Approximately 160 youth and adults have participated in an annual week-long project to serve others within their own hometown.
For the second year in a row, several local churches have brought their youth together to work on what is known as The Jerusalem Project.
The Jerusalem Project originated in 2004 in Cherokee County with 30-40 people and 4-5 projects. The Cherokee County project now has more than 700 volunteers and takes on approximately 40 projects. The Jerusalem Project began last year in Union County, and similar projects have also begun in Chesnee.
The project has grown locally in just one year, as there are 60 more participants in Union than there were last year.
The name — “The Jerusalem Project” — comes from Acts 1:8, in which Jesus said to his disciples, “But you will receive power when the Holy Spirit comes on you; and you will be my witnesses in Jerusalem, and in all Judea and Samaria, and to the ends of the earth.”
Jerusalem was their hometown. One of the projects local organizers — Allison Coker — pointed out that there is also a need in Union.
“We are called to go out in our own Jerusalem,” Coker said. “Youth can see that there is a need for missions here in Union. They don’t have to go out of state or the country. There is a need right here.”

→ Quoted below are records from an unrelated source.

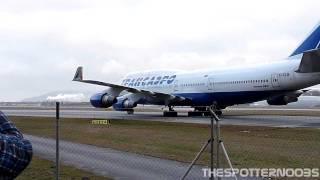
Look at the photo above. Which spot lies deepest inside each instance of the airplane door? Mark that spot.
(175, 86)
(210, 84)
(275, 80)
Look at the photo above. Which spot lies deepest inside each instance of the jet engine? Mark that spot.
(102, 100)
(285, 99)
(124, 105)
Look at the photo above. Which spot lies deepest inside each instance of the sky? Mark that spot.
(43, 41)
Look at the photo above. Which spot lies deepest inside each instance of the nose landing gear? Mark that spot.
(170, 113)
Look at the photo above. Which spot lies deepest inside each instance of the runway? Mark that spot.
(247, 120)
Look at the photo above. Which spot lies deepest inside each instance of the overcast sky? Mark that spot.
(43, 41)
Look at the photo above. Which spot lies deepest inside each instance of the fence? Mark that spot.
(94, 148)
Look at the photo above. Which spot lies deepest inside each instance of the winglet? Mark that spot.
(78, 76)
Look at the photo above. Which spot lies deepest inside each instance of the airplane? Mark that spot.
(279, 83)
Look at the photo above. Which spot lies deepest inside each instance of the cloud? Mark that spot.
(79, 97)
(42, 43)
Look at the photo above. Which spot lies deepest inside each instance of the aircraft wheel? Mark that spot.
(170, 113)
(130, 111)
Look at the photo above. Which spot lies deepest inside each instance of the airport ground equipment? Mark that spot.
(214, 126)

This year’s project kicked off on Sunday evening and wrapped up on Thursday evening. Eight local churches participated in this year’s project — Oakbrook Community Church, Tabernacle Baptist Church, Buffalo Baptist Church, Mon-Aetna Baptist Church, Christian Fellowship Baptist Church, New Life Baptist Church, Brown’s Creek Baptist and Upper Fairforest Baptist Church. Youth participants —ranging from rising seventh graders and up —from each church participated.
Beginning on Monday, participants were split up into nine teams. Coker mentioned that youth leaders try to split youth up so they are not with their own church groups, allowing them the opportunity to get to know students with whom they may not already be acquainted.

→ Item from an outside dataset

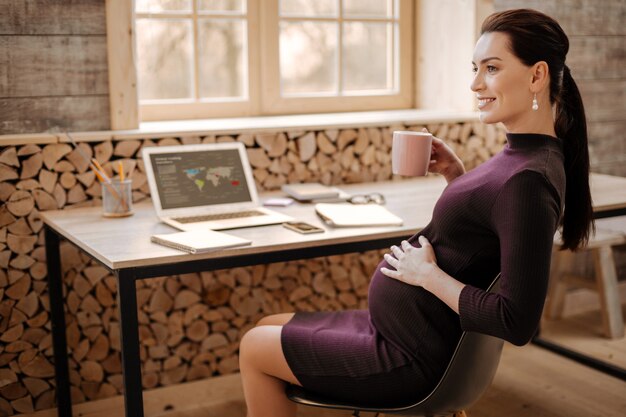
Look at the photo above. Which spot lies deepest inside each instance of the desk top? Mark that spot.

In the mornings, groups went to various houses and completed work such as building ramps, painting houses, partially repairing roofs, yard work and minor repairs.
“Whatever is feasible for youth to do,” Coker said, mentioning that those involved with the project make sure there is a real need at each site.

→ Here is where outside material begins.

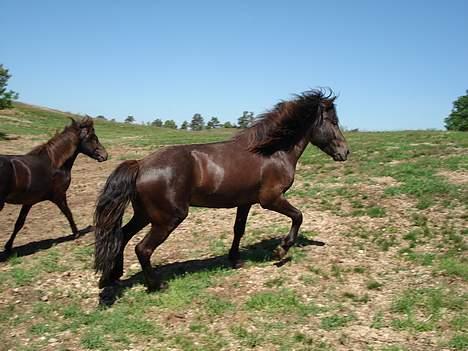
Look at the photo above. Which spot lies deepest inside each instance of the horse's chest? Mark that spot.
(61, 180)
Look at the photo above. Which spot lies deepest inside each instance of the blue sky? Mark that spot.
(395, 64)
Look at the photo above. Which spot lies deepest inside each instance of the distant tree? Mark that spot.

Over the course of the week, participants covered 14 different project sites.
Following their work in the mornings, groups met for lunch and prepared for their afternoon work. In the afternoons, groups volunteered at locations including Union County Carnegie Library, Mon-Aetna Daycare, Union County YMCA, Union County Recreation Department, the First Baptist Church Clothes Closet, Tabernacle Baptist Church Food Pantry, Council on Aging Food Pantry, Union County Pregnancy Center, Sunshine Adult Daycare, Oakmont Nursing Home and Ellen Sagar Nursing Home.
In the afternoon locations in which children are involved, Coker said youth volunteers worked with the children in a backyard Bible club-type setting. In the clothes closets and food pantries, volunteers served by sorting and packaging. At the pregnancy center, they sorted clothes and cleaned. At the nursing homes and adult daycare, the youth volunteers sang, played games and kept the clients company.
Each night, all participants have dinner together and enjoy a worship service at Oakbrook Community Church. The churches took turns providing meals, except for one night when dinner was provided by Checklist Ministries.
Funding for the projects first comes from youth volunteers, who each pay $50 to participate.
“They pay to work, basically,” Coker said.
This year, however, additional funding came from Broad River Electric Cooperative’s Broad River Electric Charities. Broad River Electric Charities donated $4,000 for Union County’s Jerusalem Project. The group also made donations toward The Jerusalem Project in Chesnee and Gaffney. The donation was part of the $26,000 given by Broad River Electric Charities in May to various nonprofit organizations and ministries in BREC’s service area.
Josh Crotzer of Broad River Electric Cooperative said The Jerusalem Project was a priority among all of BREC’s causes.
“Broad River Electric is very aware of what Jerusalem Project is about and the blessings they bestow on their neighbors, having hosted the Cherokee County Jerusalem Project for a number of years in our auditorium,” Crotzer said. “The Broad River Electric Charities Board were more enthusiastic in their support of this ministry than we had ever seen them and I think it is because of the inspiring work these kids and their leaders are doing.”
Other donations came from participating churches, and Food Lion and Save-A-Lot donated snacks for participating youth.
Coker pointed out that the project has touched both the youth volunteers and those who have benefited from the help.
“One woman who was over 90 years old asked how much the yard work would cost,” Coker said, explaining that the woman was shocked to find out it was free.
“She said she was over 90 and that no one had ever done anything for her like that for free. She was overjoyed that they would come out and do that for her.”
Coker said that a man who is 74 years old told the group he knew that he was lost and that they had helped lead him to the Lord.
Coker also mentioned that youth volunteers with obligations such as school orientations or football practice call between their other obligations to find out what sites need them and what they can do to serve.
On Saturday, the youth who participated in The Jerusalem Project will be rewarded with a day at Carowinds during the annual Rock the Park event, which features a concert of various contemporary Christian artists.